"if it quacks like a duck, looks like a duck, it just might be a sock-puppet site"
╭─────────────────────────────────────────────────────────────────────────────────────────────╮
│ MISSION STATUS Q:357 ██████ S:24 ████░░ C:3 ██░░░░ BL:231 [SCANNING] │
╰─────────────────────────────────────────────────────────────────────────────────────────────╯
╭─ LOADOUT ────────────────────────────────╮ ╭─ ACTIVE MISSION ──────────────────────────────╮
│ │ │ │
│ DISCOVERY & SCANNING │ │ [5] PUPPET ANALYSIS │
│ ──────────────────── │ │ Detect Sock Puppet Networks │
│ [1] Scrape domains (keywords) │ │ │
│ [2] Load domains (file) │ │ Analyze SpiderFoot exports to detect │
│ >[3] SpiderFoot Control Center │ │ domains sharing infrastructure signals │
│ [4] Check scan queue │ │ that prove common ownership. │
│ │ │ │
│ ANALYSIS │ │ - Graph-based network analysis │
│ ──────── │ │ - Community detection clustering │
│ [5] Puppet Analysis │ │ - Executive summary reports │
│ [6] View results │ ╰───────────────────────────────────────────────╯
│ [11] Wildcard DNS filter │ ╭─ SYSTEM VITALS ───────────────────────────────╮
│ │ │ CPU [████░░░░░░░░░░░░] 23% │
│ SETTINGS │ │ MEM [██████░░░░░░░░░░] 41% │
│ ──────── │ │ DISK [████████░░░░░░░░] 54% │
│ [7] Configuration │ ╰───────────────────────────────────────────────╯
│ [8] Help & Documentation │ ╭─ SCAN QUEUE ──────────────────────────────────╮
│ [9] Launch in tmux │ │ 357 domains ready │
│ [10] System monitor │ │ Scanning: competitor-site.com │
│ │ │ Progress: 24/357 (7%) │
│ SECURITY │ ╰───────────────────────────────────────────────╯
│ ──────── │ ╭───────────────────────────────────────────────╮
│ [S] Security Audit │ │ ██████╗ ██╗ ██╗██████╗ ██████╗ ███████╗ │
│ │ │ ██╔══██╗██║ ██║██╔══██╗██╔══██╗██╔════╝ │
│ KALI ENHANCED (if on Kali) │ │ ██████╔╝██║ ██║██████╔╝██████╔╝█████╗ │
│ ────────────────────── │ │ ██╔═══╝ ██║ ██║██╔═══╝ ██╔═══╝ ██╔══╝ │
│ [K1]-[K5] OSINT Tools │ │ ██║ ╚██████╔╝██║ ██║ ███████╗ │
│ │ │ ╚═╝ ╚═════╝ ╚═╝ ╚═╝ ╚══════╝ │
╰──────────────────────────────────────────╯ ╰───────────────────────────────────────────────╯
╭─────────────────────────────────────────────────────────────────────────────────────────────╮
│ DEPLOY [ENTER] SELECT [UP/DOWN] DIRECT [1-11] EXIT [Q] │
╰─────────────────────────────────────────────────────────────────────────────────────────────╯
PUPPETMASTER is an end-to-end pipeline for detecting coordinated networks of domains ("sock puppets") that are secretly controlled by the same entity. It combines domain discovery, SpiderFoot OSINT scanning, and graph-based network analysis.
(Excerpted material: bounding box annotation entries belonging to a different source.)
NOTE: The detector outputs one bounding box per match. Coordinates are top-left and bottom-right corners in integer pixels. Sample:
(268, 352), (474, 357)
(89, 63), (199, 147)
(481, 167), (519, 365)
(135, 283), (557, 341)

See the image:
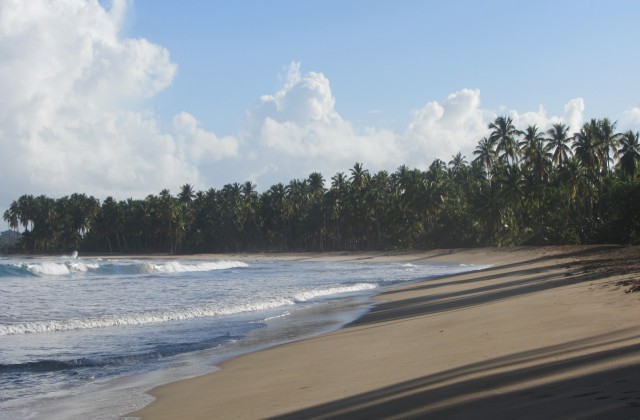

┌─────────────┐ ┌─────────────┐ ┌─────────────┐
│ DISCOVER │ ──▶ │ SCAN │ ──▶ │ ANALYZE │
│ Domains │ │ SpiderFoot │ │ Network │
└─────────────┘ └─────────────┘ └─────────────┘
- Discover - Scrape Google/DuckDuckGo for competitor or suspicious domains using keywords
- Scan - Run SpiderFoot OSINT scans in batch mode or interactive Web GUI
- Analyze - Detect shared infrastructure that proves common ownership
| Signal Type | Example | Meaning |
|---|---|---|
| Same Google Analytics ID | UA-12345678-1 | VERY Confident proof of same operator |
| Same AdSense Publisher ID | pub-1234567890 | VERY Confident proof of same operator |
| Same Google Site Verification | Token string | VERY Confident proof of same operator |
| Same WHOIS registrant | John Doe, 123 Main St | Strong evidence |
| Same nameservers | ns1.customdns.com | Strong evidence |
| Same SSL certificate | SHA256 fingerprint | VERY Confident proof of same operator |
One shared unique identifier = very confident same operator.
- Detecting fake review networks
- Identifying coordinated disinformation campaigns
- Competitor intelligence
- Fraud investigation
- Any situation where you suspect multiple websites are secretly controlled by one entity
- Python 3.9 or higher (uses modern type hints)
- SpiderFoot (auto-installed if not present)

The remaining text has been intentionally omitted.